London

Indian food with a little je ne sais quio

Chronicle 14 May 2014

There are not many places you can sit above a cascading 40ft water feature while tucking into Indian food with a twist – but then La Porte des Indes is not your ordinary curry house.

This unique restaurant has sat proudly in its location a stone’s throw from Marble Arch for the last 18 years serving diners Indian cuisine with a distinctly French flavour in the elegant surroundings of a former Edwardian ballroom.

You can’t fail to be taken aback by the splendour of the place as you first enter – it is like taking a step back in time with its resplendent design. Exotic plants, Indian artefacts, the 40ft Mogul waterfall and a white marble staircase fill the huge high-ceilinged restaurant, which also boasts a mighty impressive dome feature. Dining is on several areas with classic white wicker chairs housing comfortable cushions and tables with crisp white tablecloths which are broken up by flashes of rich red, one of the vibrant colours that add to the warmth and ambience of this fine building.

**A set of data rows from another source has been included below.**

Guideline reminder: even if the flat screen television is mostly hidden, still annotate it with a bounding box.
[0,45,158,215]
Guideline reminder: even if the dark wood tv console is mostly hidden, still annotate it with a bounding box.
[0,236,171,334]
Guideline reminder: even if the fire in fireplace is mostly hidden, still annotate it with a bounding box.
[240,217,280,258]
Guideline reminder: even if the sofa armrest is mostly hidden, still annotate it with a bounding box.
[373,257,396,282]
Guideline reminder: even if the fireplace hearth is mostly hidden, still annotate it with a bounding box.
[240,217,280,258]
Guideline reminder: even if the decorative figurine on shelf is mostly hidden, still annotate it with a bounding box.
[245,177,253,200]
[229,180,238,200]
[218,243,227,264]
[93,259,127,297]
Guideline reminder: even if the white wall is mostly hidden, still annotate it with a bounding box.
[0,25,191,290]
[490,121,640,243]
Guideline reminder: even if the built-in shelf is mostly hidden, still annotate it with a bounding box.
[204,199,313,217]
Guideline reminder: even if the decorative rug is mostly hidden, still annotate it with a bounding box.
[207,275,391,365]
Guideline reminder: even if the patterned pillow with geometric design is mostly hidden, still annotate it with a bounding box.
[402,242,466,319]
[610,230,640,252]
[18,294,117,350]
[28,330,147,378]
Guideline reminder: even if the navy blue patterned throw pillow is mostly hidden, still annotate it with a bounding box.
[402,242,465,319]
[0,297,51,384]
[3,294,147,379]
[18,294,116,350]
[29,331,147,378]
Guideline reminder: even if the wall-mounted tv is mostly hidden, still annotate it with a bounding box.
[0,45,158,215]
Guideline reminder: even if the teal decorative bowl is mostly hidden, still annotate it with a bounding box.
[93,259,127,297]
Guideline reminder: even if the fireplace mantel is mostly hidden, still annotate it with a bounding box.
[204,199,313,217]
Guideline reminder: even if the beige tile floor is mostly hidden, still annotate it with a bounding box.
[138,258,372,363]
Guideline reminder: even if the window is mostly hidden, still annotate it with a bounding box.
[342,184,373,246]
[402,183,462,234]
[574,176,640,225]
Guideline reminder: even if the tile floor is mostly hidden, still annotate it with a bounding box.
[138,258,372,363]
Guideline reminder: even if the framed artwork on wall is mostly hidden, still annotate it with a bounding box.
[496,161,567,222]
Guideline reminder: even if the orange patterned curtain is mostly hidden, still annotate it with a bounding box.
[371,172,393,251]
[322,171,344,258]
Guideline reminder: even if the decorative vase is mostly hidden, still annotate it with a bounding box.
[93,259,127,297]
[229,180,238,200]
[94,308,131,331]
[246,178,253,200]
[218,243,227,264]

Gallic influenced dishes are the mainstay of an exciting menu, sourced by executive chef Mehernosh Mody and his wife Sherin in Pondicherry, a former French colony dating back to the 19th century. The food is regally presented by highly attentive and professional staff, mainly dressed in traditional costume, while there is a gentle hush about the place with just the gentle trickle of water in the background to break the silence as diners enjoy their food.

Both our shared starters did not disappoint. Two large juicy king scallops (£12) served in their shells were sophisticated and perfectly complimented by a flavoursome mild saffron sauce while chicken tikkahs with cream cheese, mace and green peppers were beautifully moist and tender and a great combination of tastes.

We followed this with a cracking Kerala meen monkfish curry (£22) with a rich and creamy well seasoned and spiced sauce of coconut, coriander, roasted spices and smoked tamarind which in no way overpowered the well cooked fleshy fish.

The Margret du Canard Puhvaar (£20) was a star with thin slithers of succulent Barbary duck breast (cooked pink) which melted in the mouth with an authentic smoky tamarind sauce which filled the air with a rich aroma and left a lovely warm, spicy tingle on the tongue. My only complaint was, please give me more duck for my buck, the portion size was on the small size.

A decent Saag Paneer (£8) of spinach and cottage cheese with chillies and ginger and perfect aromatic Pillav rice (£4.50) infused with saffron were satisfying accompaniments and thin slices of naan were perfect for mopping up the fish curry sauce, which was too good to waste.

Deserts are not always a strong point at Indian establishments but I could not resist the chocolate fondant (£9) which delivered a pot of lovely soft, rich gooey dark chocolate well balanced by luxurious tasting madagascar bourbon vanilla bean ice cream.

Fiona was less adventurous but equally happy with her refreshing passion fruit sorbet (£6.50) which she declared perfect and just right after the heat and spice of the previous dishes.

There is no getting away from the fact that the food at La Porte des Indes does not come cheap but the experience of eating there certainly makes up for that, and in terms of quality Indian food with a twist it is a real jewel in the crown of eating establishments in this part of the capital.